Тогда слёзы снова навернулись на глаза, и Виктор обнял сына.
— Прости меня, прости, — шептал он ему, прижимая к груди.
— И ты меня.
Голос мальчика совсем ослаб. Его веки были прикрыты, и Виктор испугался, что тот вот-вот потеряет сознание. Он обнял его крепко и погладил по голове. Взяв его на руки, он легонько перекинул того наверх, чтобы потом самому обратно взобраться. Когда же он выбрался из ямы, то снова обнял мальчика и начал его растирать, чтобы согреть замёрзшее тело.
Через полчаса начало светать, и Виктор смог осмотреться.
Взяв ребёнка на руки, он с сомнением огляделся по сторонам, выбирая скорее интуитивно, в какую сторону пойти. И увидев поломанные ветки молодых кустарников, он двинулся именно туда.
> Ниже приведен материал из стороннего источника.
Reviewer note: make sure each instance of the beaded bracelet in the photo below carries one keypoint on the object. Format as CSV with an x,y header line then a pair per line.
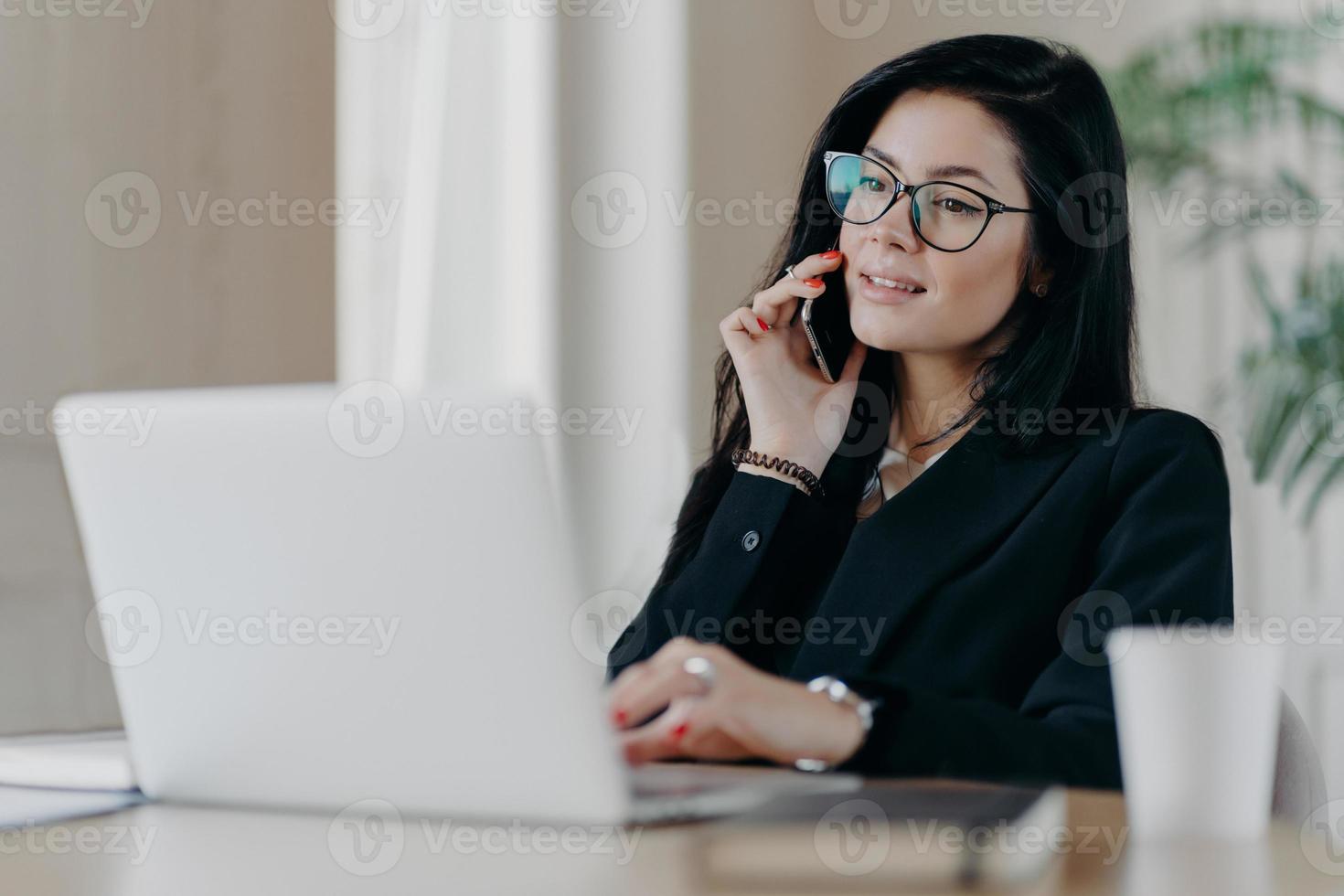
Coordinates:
x,y
788,468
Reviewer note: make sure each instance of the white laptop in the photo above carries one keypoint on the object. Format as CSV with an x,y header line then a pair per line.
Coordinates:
x,y
314,595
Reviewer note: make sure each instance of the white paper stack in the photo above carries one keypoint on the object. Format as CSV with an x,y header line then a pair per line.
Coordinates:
x,y
46,778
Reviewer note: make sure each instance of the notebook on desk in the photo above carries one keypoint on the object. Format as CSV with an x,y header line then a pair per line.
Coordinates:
x,y
887,836
85,761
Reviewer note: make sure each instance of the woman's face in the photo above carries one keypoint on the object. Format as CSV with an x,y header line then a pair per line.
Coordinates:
x,y
960,297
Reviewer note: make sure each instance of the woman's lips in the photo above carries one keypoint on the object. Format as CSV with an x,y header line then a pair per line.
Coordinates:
x,y
875,292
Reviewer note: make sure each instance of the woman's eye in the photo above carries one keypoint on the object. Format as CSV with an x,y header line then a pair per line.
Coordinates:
x,y
957,208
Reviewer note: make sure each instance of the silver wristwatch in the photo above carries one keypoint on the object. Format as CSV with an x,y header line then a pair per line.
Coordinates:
x,y
837,692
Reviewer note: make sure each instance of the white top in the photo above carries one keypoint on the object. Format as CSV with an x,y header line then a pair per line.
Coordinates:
x,y
895,470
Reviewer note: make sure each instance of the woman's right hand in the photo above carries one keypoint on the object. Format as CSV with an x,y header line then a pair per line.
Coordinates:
x,y
792,410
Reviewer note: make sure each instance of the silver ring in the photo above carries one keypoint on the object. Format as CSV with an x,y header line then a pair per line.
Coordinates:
x,y
702,669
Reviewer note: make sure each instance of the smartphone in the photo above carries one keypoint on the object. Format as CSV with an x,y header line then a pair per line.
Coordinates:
x,y
826,320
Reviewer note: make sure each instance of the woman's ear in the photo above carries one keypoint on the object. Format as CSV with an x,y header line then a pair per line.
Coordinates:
x,y
1038,281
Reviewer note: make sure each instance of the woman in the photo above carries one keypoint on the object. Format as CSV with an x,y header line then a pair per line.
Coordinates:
x,y
930,601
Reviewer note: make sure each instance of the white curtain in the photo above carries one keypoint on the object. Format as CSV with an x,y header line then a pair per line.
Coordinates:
x,y
499,134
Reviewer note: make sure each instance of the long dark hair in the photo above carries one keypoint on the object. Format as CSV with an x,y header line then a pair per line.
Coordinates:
x,y
1072,349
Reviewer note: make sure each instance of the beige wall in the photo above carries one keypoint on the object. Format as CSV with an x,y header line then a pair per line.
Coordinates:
x,y
225,97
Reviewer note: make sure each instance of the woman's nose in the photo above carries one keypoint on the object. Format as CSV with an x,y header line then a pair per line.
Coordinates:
x,y
897,226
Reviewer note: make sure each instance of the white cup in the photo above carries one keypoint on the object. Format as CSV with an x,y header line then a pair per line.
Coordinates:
x,y
1198,709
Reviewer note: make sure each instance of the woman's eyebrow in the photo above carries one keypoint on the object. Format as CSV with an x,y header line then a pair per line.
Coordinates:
x,y
937,172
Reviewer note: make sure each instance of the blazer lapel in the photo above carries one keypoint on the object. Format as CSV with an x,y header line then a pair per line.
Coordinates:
x,y
920,538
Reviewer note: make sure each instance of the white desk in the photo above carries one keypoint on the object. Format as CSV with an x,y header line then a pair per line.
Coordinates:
x,y
203,852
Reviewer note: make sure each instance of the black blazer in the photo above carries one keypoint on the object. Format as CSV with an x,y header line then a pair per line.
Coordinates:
x,y
969,604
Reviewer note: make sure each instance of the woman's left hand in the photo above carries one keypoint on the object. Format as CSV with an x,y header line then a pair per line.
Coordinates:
x,y
745,713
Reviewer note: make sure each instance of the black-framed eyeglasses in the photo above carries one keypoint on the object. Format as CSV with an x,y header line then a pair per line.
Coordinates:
x,y
946,215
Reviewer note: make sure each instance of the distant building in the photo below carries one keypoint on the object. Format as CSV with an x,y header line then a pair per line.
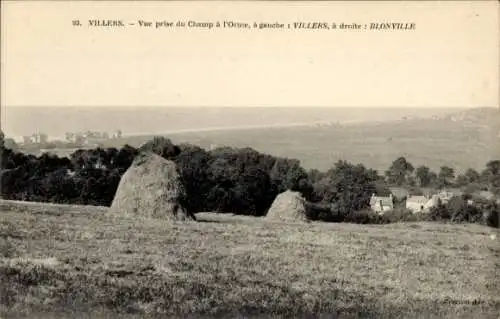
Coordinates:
x,y
380,204
445,196
421,203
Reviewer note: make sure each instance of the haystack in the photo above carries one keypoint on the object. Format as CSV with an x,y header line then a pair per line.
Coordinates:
x,y
151,187
288,206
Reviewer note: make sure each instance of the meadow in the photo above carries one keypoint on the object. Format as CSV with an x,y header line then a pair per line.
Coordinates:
x,y
76,261
376,145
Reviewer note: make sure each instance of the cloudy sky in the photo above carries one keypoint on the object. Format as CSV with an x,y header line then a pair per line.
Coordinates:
x,y
450,60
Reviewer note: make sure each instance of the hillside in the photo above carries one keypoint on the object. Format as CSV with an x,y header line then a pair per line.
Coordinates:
x,y
61,261
462,140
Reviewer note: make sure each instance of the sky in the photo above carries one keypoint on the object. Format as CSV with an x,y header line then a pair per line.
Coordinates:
x,y
450,60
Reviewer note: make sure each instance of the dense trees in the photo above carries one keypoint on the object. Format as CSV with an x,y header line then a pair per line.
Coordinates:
x,y
399,172
240,181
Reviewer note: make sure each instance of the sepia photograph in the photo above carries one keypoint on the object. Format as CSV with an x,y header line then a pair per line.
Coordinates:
x,y
250,159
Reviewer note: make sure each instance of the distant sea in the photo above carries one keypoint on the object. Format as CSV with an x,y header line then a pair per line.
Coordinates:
x,y
55,121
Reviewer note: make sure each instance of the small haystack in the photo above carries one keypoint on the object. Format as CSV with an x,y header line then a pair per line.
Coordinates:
x,y
288,206
151,187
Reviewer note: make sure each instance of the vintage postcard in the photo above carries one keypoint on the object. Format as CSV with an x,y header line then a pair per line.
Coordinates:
x,y
250,159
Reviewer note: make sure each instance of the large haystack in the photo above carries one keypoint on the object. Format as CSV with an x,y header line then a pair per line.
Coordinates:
x,y
151,187
288,206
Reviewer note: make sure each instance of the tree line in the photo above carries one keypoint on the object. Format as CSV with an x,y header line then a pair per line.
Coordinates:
x,y
230,180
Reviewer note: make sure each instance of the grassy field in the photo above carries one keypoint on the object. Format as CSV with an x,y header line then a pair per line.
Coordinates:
x,y
425,142
70,261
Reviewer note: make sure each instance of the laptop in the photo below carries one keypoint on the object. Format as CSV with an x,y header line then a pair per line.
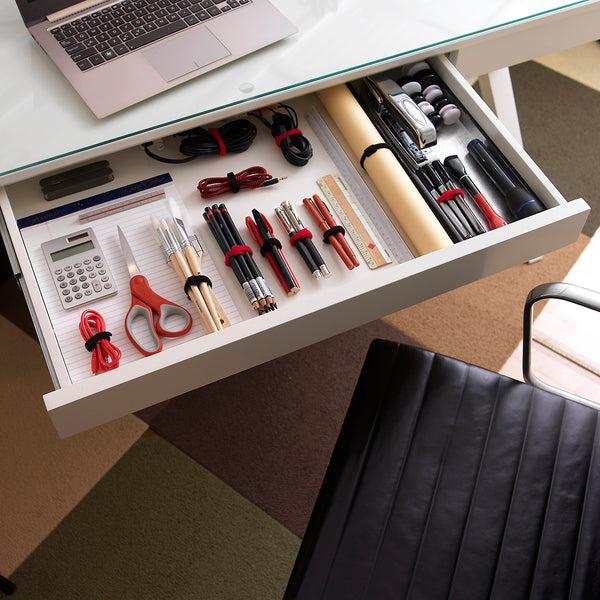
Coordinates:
x,y
116,54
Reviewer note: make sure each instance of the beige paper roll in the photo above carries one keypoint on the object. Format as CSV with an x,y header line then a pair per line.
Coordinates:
x,y
404,200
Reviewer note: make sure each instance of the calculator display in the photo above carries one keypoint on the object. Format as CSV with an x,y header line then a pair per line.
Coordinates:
x,y
72,251
79,269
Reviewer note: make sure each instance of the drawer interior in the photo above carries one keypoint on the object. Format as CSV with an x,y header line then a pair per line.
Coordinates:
x,y
321,308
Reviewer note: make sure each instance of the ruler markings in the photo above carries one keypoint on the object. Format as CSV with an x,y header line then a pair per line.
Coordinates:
x,y
367,206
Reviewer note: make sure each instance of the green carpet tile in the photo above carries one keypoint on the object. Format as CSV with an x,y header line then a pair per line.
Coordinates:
x,y
268,432
159,526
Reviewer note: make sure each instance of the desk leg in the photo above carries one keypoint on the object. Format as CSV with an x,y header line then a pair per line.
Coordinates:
x,y
497,92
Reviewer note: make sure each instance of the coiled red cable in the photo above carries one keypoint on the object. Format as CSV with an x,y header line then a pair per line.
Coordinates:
x,y
105,355
252,177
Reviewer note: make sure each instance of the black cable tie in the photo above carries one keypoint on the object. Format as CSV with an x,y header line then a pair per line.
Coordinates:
x,y
332,231
235,184
371,150
269,243
195,280
92,342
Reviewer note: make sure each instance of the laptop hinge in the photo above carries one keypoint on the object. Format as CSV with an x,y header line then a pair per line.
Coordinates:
x,y
73,10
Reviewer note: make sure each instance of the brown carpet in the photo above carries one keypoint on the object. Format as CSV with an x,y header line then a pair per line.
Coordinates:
x,y
158,518
268,432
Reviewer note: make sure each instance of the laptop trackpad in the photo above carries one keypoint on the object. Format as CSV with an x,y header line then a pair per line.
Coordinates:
x,y
186,53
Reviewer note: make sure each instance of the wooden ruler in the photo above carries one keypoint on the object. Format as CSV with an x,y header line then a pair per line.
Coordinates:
x,y
346,206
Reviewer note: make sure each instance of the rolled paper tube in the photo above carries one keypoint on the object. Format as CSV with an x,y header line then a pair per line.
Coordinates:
x,y
405,202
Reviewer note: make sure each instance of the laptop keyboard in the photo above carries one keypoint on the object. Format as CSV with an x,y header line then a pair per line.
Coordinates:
x,y
126,26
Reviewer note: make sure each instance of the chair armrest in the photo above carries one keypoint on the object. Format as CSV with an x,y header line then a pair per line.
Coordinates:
x,y
561,291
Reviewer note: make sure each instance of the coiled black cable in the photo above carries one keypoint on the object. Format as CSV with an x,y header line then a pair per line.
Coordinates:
x,y
295,147
235,136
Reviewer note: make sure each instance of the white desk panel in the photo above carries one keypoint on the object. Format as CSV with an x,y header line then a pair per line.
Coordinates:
x,y
42,119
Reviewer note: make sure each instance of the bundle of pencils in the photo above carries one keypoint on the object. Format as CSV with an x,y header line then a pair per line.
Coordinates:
x,y
183,253
238,256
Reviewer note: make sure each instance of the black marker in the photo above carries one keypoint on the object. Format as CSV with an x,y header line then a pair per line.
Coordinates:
x,y
521,202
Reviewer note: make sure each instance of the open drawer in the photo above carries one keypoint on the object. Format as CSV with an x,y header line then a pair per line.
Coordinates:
x,y
322,308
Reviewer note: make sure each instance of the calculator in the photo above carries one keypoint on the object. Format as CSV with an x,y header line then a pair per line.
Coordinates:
x,y
79,269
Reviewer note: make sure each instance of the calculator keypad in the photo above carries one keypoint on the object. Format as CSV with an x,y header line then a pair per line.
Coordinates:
x,y
82,282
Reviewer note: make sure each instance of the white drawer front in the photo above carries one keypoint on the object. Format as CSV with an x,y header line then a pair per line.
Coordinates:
x,y
321,309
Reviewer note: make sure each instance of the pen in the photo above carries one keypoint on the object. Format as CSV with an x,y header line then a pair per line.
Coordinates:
x,y
270,247
450,214
450,202
457,169
521,202
333,233
476,226
301,238
232,261
254,270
Эти самые ветки он ломал сегодня ночью, значит, направление в обратную сторону было верным.
Выйдя на уже освященную первыми солнечными лучами поляну, он вдруг замер, заслышав явный звук приближающегося вертолета.
Оставаясь на месте и положив Никитку на хвойные ветки, Виктор продолжил ждать, пока не понял, что не ошибся и что над ним в действительности летит вертолет.
Превозмогая радость, он потянул руки вверх, активно размахивая ими над собой. А когда завидел лопасти над ним, запрыгал вверх. Он верил, что этот вертолет принадлежал поисково-спасательной службе.
Он кричал и махал руками.
Но это уже было ни к чему, так как его заметили.
Вертолет кружился над поляной ещё пять минут, пока не поднялся выше. Гул и рёв не прекращались пятнадцать минут.
Виктор видел, что садиться ему здесь некуда. Поляна была очень маленькой, а кроны деревьев мешали.
Но уже через полчаса Виктор заслышал знакомые голоса. Ему навстречу вышли из леса Михаил, Антон и ещё несколько человек.
Завидев мальчика, Антон снял с себя куртку и, подойдя к ребёнку, натянул на него.
— Живой?
— Живой, — ответил радостно Виктор.
— На, надень мою, — Михаил снял куртку с себя и протянул Виктору.
— Ну, я всегда говорю — этот оператор ни черта не ловит в лесу! — раздраженно рявкнул он, — а вы всЁ: да он самый передовой, самый-пресамый…Тьфу!
Виктор покрутил в руках мобильный и пожал плечами.
Ему было радостно.
Всё обошлось, но надо было срочно отвозить сына в больницу. Тот был истощен и совсем замёрз.
Кто-то поднёс мальчику воды, и Виктор успокоился, завидев, что сын хотя бы пьёт.
Осторожно подхватив его и поцеловав, он двинулся за Антоном. Тот рассказывал по дороге, как они встрепенулись, когда тот неожиданно пропал из виду.
— Ей Богу, мистика, — сказал Михаил, — я уж подумал, как мне самому не потеряться.
— Мы уж думали, с тобой что случилось, — присоединился Антон.
Но Виктор их уже не слышал. Все его мысли были о семье. Как никогда, ему захотелось приехать с Никиткой к жене и сказать:
«Смотри! Наш мальчик жив! Ты теперь поправишься!»
И он настоял на том, чтобы везти ребёнка в ту же паллиативную клинику, где лежала его жена.